La definitiva aprobación en el último Consejo de Ministros de la modificación del Reglamento General de Conductores, ha dado paso a la publicación oficial del Real Decreto que la articula en el BOE.

Así pues, con su entrada en vigor el 12 de noviembre, ya es posible para los más jóvenes optar a la posibilidad de conducir vehículos pesados.

Esta medida permitirá incorporar savia nueva a un colectivo envejecido y cada vez más escaso, con duras condiciones de trabajo y socialmente vilipendiado, pese al trabajo desarrollado en silencio y pundonorosamente durante la crisis.

Los jóvenes son el tercer colectivo que más contratos para conductores profesionales de camión ha acumulado en el último mes de septiembre, con un 10,04% de los suscritos para chóferes asalariados y un 11,26% para autónomos, por detrás de los mayores de 45 años que copan los contratos para estos profesionales y los extranjeros.

En concreto, de esta manera se ha reducido la edad mínima exigible para conducir camiones a los 18 años si se cuenta con el CAP de 280 horas de duración.

Además, también se reduce también la edad mínima exigible para conducir autocares a 18 años, pero solo sin pasajeros y en un radio máximo de 50 km, de tal modo que solo será a partir de los 21 años y con el CAP de 280 horas cuando podrán llevar pasajeros.

En el caso de los permisos C y C+E no hay limitación geográfica de ningún tipo, mientras que para los carnets D, D1, D+E y D1+E solo podrán conducir los mayores de 18 años en territorio nacional y deberán esperar hasta los 21 para estar autorizados a hacerlo fuera de España.

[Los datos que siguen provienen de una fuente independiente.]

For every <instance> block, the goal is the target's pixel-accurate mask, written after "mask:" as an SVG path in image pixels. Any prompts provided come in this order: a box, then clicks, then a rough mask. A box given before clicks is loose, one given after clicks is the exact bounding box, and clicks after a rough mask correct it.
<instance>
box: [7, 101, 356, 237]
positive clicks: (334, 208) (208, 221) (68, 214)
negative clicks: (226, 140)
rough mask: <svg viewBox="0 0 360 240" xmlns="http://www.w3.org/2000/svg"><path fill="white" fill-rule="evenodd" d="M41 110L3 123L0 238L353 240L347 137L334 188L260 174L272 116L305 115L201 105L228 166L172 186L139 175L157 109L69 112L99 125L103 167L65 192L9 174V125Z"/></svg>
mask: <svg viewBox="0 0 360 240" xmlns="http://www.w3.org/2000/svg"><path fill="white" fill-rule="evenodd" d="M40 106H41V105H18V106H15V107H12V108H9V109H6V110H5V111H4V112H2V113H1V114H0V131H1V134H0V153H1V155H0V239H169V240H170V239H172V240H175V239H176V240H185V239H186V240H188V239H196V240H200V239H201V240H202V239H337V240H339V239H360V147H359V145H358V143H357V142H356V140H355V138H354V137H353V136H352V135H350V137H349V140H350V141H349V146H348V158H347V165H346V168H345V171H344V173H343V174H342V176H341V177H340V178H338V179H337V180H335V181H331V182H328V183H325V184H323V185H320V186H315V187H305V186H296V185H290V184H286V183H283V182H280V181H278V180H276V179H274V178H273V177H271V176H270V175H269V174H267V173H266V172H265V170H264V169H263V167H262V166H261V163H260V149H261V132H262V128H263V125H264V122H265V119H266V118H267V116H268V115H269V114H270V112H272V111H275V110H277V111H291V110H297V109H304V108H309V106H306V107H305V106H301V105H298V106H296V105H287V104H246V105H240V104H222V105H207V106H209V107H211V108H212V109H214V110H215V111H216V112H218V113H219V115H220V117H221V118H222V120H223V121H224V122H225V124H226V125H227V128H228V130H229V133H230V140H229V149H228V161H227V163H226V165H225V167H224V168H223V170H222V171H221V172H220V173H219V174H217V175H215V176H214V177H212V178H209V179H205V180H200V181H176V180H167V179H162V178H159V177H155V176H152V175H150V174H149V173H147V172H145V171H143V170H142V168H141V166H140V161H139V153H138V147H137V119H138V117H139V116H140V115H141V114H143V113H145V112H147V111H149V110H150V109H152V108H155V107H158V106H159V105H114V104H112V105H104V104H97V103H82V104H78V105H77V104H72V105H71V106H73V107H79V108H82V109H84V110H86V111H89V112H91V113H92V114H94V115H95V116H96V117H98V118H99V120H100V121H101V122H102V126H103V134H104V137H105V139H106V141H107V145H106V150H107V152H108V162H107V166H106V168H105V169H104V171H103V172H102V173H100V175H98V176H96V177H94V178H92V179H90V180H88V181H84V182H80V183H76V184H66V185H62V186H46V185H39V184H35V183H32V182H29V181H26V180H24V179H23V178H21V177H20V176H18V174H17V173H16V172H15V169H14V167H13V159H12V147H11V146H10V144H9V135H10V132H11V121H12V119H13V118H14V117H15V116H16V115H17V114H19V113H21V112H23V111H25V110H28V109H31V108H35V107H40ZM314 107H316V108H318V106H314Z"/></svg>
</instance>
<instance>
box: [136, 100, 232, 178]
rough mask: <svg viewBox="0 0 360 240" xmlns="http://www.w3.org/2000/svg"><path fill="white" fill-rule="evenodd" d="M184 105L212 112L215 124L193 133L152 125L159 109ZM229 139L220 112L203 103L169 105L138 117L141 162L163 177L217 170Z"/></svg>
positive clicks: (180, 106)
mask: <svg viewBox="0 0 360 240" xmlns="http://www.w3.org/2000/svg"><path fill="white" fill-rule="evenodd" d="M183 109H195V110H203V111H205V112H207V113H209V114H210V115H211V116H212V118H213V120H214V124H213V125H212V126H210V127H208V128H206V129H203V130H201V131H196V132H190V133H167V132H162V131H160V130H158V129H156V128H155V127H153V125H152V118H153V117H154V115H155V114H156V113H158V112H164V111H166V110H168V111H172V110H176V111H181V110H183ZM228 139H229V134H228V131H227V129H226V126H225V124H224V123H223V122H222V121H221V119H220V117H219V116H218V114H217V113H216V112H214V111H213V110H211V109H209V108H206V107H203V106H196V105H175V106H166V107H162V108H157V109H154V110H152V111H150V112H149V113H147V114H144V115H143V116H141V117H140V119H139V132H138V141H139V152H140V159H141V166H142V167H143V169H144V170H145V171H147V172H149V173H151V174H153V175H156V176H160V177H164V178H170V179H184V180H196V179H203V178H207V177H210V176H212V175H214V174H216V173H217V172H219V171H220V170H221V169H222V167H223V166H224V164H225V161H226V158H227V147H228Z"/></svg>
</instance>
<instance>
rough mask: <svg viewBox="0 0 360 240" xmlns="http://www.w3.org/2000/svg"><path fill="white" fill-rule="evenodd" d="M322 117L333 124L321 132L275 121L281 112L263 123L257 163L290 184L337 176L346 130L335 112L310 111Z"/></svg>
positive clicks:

Precisamente es la obligatoriedad de contar con el CAP de 280 horas de duración la que ha llevado a afirmar a Fenadismer que «su aplicación será muy limitada», toda vez que «la práctica totalidad de los cursos CAP que se imparte en la actualidad en España se hacen en la modalidad acelerada, esto es, de 140 horas, lo que impide obtener el permiso de conducir a las nuevas edades establecidas».

De igual manera, el cambio legislativo también ha ampliado de 3.500 kg a 4.250 kg el peso de las furgonetas que se pueden conducir en territorio nacional con el permiso B para el transporte de mercancías, solamente cuando el incremento de la masa se deba a la equipación de los vehículos con nuevos sistemas de propulsión.